Si Kratos continue de jouer des lames et de la hache pour progresser dans son histoire -et ceux qui ont connu les jeux précédents retrouveront rapidement leurs réflexes-, on découvre aussi le plaisir de jouer avec Atreus, en solo ou en soutien de son père. La partie narration permet ainsi de le voir évoluer, apprendre de ses propres erreurs et tracer son chemin. Mais il est aussi d’une grande aide dans certains combats ou puzzles, mais aussi pour résoudre de nombreuses énigmes via ses atouts propres. Une complémentarité et un lien qui prennent forme jusque dans la jouabilité manette en main.
“C’est là que notre histoire parle aux joueurs, enfants comme parents, parce qu’elle a cette connexion ancrée”, ajoute-t-il. “Chacun va se reconnaître dans la réflexion du jeu: ‘est-ce que j’écoute les adultes, jusqu’à quel point?’, ‘Est-ce que je lui laisse assez de liberté?’, ‘Finalement, j’étais pareil avec mes parents’…”
Derrière ses allures de jeu d’action-aventure un peu brutal, God of War Ragnarök est un tour de force émotionnel par la relation qu’entretiennent ces deux-là. Atreus se cherche ainsi une figure paternelle, avec ce père qu’il admire tout d’abord, mais qui est trop protecteur, puis avec Tyr qu’il voit comme un héros et un modèle potentiel avant même de l’avoir rencontré. Progressivement, Kratos va lui accorder sa confiance et lâcher du lest pour le laisser grandir, mûrir. Devenir lui aussi plus humain et sensible dans son nouveau rôle.
Une expérience de vie de la réalité au jeu
Et ces changements, ce sont un peu ceux que les équipes de Santa Monica Studio ont vécus au fil d’une épopée démarrée en 2005. Pourtant, l’idée de faire du héros emblématique de la baston vidéoludique un père n’avait pas soulevé un fol enthousiasme initialement. “L’équipe a vieilli aussi. Nous n’étions plus un groupe de jeunes adultes insouciants comme pour les premiers jeux”, se rappelle Eric Williams. “Désormais, nous avons des familles, des enfants. Soudainement, chacun s’est dit: ‘Eh, il m’est arrivé ça avec mon enfant, ce serait marrant dans le jeu’, ‘J’ai vécu ça en tant que parent’.” Et de raconter une anecdote qui se retrouve dans Ragnarök: “Une des personnes a expliqué avoir amené son enfant faire du canoë et celui-ci est tombé à l’eau. Il était fou de rage et frustré.

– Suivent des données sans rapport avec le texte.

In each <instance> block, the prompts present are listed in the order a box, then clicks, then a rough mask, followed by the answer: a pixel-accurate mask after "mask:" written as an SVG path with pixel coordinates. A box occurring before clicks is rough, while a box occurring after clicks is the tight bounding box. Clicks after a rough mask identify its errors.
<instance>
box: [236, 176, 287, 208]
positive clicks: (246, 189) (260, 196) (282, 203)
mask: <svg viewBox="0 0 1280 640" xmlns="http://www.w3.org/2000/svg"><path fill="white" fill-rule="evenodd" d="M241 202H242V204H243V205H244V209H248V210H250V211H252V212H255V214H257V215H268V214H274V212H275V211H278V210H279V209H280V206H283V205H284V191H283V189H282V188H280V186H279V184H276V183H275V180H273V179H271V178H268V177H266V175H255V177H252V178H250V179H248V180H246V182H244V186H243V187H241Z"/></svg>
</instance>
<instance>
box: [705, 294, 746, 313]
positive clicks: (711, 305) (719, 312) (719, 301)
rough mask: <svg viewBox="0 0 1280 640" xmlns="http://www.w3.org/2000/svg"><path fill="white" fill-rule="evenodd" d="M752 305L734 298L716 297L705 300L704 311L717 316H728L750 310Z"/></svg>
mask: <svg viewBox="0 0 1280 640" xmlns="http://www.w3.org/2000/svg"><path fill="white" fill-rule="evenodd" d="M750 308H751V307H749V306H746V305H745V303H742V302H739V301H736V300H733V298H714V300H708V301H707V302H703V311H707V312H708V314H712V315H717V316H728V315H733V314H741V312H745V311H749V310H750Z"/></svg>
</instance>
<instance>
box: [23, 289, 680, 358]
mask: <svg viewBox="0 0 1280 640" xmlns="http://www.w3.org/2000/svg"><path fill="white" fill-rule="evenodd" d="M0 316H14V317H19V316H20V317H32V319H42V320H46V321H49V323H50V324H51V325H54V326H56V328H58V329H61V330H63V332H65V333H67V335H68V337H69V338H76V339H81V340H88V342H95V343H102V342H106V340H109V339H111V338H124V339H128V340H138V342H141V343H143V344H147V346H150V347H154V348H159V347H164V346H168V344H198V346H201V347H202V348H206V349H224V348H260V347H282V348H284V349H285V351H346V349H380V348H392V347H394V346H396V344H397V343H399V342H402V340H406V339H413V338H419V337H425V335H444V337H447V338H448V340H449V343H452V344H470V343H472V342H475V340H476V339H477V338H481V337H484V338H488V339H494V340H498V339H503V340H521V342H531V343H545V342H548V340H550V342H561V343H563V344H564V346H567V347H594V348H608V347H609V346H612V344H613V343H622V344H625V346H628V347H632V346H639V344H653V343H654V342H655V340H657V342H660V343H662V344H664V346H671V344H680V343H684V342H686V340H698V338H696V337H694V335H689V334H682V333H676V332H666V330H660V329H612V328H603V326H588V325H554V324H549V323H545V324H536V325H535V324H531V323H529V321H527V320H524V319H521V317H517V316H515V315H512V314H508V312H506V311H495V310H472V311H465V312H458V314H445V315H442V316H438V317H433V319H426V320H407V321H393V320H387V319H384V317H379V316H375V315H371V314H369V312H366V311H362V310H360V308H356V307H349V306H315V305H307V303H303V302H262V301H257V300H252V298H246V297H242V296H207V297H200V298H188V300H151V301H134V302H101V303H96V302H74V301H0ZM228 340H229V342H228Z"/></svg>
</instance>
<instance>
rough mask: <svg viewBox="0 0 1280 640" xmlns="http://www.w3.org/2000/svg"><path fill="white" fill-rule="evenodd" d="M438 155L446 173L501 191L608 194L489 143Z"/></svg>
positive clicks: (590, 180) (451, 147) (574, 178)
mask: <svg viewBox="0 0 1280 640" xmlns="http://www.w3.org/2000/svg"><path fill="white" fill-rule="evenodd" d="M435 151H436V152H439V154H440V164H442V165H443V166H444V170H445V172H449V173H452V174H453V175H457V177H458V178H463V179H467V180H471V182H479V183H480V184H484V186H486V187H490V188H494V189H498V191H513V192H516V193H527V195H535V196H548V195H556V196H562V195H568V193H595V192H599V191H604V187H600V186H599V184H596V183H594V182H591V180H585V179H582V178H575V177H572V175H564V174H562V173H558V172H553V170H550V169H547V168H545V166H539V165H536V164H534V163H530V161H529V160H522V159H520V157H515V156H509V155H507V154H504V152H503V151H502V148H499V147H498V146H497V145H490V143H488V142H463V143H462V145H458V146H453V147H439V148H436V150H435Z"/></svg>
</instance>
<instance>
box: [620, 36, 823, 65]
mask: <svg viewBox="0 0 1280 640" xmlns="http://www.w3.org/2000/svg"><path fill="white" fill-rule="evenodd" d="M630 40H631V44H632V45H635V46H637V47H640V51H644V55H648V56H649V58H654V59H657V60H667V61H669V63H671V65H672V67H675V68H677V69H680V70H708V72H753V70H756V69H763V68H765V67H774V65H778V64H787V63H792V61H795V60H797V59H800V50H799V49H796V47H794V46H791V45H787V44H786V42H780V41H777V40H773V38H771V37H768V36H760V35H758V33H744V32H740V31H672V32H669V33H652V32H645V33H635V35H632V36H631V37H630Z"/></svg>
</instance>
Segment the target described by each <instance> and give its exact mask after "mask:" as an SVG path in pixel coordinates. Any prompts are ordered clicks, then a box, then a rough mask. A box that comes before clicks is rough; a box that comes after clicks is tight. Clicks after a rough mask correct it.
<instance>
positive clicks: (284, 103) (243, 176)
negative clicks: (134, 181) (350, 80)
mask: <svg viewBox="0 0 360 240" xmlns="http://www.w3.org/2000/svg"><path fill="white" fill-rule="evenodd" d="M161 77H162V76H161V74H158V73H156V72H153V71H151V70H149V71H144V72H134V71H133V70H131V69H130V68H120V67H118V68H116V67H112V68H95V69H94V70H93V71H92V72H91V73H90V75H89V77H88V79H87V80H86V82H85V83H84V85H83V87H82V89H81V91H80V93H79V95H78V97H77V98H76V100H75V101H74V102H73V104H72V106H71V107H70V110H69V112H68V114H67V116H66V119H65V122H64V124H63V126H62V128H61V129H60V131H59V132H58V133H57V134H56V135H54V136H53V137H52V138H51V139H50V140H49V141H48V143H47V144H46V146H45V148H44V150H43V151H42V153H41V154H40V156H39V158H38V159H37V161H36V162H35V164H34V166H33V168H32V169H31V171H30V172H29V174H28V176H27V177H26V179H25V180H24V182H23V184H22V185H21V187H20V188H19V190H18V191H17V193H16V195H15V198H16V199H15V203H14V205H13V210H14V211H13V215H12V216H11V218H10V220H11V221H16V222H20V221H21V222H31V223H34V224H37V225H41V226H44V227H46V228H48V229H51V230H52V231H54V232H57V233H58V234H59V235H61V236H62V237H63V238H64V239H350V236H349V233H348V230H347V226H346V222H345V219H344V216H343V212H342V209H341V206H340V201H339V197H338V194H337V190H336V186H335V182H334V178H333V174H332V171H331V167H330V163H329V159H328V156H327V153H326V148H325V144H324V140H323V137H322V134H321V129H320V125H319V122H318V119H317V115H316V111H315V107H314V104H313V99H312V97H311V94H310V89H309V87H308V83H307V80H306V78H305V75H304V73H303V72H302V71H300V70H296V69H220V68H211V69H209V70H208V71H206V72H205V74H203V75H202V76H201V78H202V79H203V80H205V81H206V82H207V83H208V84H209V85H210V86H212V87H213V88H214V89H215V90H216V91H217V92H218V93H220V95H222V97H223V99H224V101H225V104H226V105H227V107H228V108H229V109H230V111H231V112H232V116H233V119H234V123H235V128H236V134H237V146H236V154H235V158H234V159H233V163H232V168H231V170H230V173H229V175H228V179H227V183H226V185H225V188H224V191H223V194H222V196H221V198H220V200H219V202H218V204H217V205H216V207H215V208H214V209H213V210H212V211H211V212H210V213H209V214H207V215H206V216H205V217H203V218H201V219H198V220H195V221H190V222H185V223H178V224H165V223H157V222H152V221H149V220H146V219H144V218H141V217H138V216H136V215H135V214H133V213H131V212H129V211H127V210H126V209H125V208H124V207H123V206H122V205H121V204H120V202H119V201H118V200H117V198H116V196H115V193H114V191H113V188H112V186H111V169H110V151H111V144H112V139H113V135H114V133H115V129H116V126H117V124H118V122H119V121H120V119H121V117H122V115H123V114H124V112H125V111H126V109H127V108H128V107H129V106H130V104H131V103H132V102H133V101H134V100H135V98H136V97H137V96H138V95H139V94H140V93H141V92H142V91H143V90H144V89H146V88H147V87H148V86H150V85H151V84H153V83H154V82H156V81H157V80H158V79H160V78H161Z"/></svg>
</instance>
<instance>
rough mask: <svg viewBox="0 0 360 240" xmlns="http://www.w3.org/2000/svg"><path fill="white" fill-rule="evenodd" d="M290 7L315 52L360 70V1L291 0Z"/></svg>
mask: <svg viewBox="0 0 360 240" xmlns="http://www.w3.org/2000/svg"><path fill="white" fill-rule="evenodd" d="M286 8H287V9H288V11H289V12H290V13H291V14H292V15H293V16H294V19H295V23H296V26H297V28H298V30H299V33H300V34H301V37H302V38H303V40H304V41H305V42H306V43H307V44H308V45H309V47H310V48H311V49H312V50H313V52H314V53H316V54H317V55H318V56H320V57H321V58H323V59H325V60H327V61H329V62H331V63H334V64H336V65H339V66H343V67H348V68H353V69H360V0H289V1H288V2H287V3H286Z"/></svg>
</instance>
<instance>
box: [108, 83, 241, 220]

On s’est dit qu’il fallait l’ajouter dans le jeu.”
Il en résulte un jeu riche d’expériences pour porter une histoire particulièrement bien écrite, même si elle rend le jeu parfois un peu linéaire. Pour appuyer son idée, Santa Monica Studio est resté fidèle à son long plan séquence qui permet de suivre au plus près les héros à travers les neuf mondes. Comme pour être témoin de ce qu’ils vivent. Comme dans un film, les personnages secondaires, issus de la mythologie scandinave, ont un véritable rôle dans l’histoire et sont autant d’étapes charnière sur le parcours de vie d’Atreus et, par rebond, de son père.
“Nous voulions que vous soyez un observateur de leur aventure, comme des documentaristes capables de percevoir des choses de l’ordre de l’intime entre un père et son fils”, résume Eric Williams. Avoir un regard à la fois extérieur et partie prenante, comme reflet de sa propre évolution d’enfant à parent que le jeu vidéo permet de faire vivre intensément, avec la même introspection que les héros.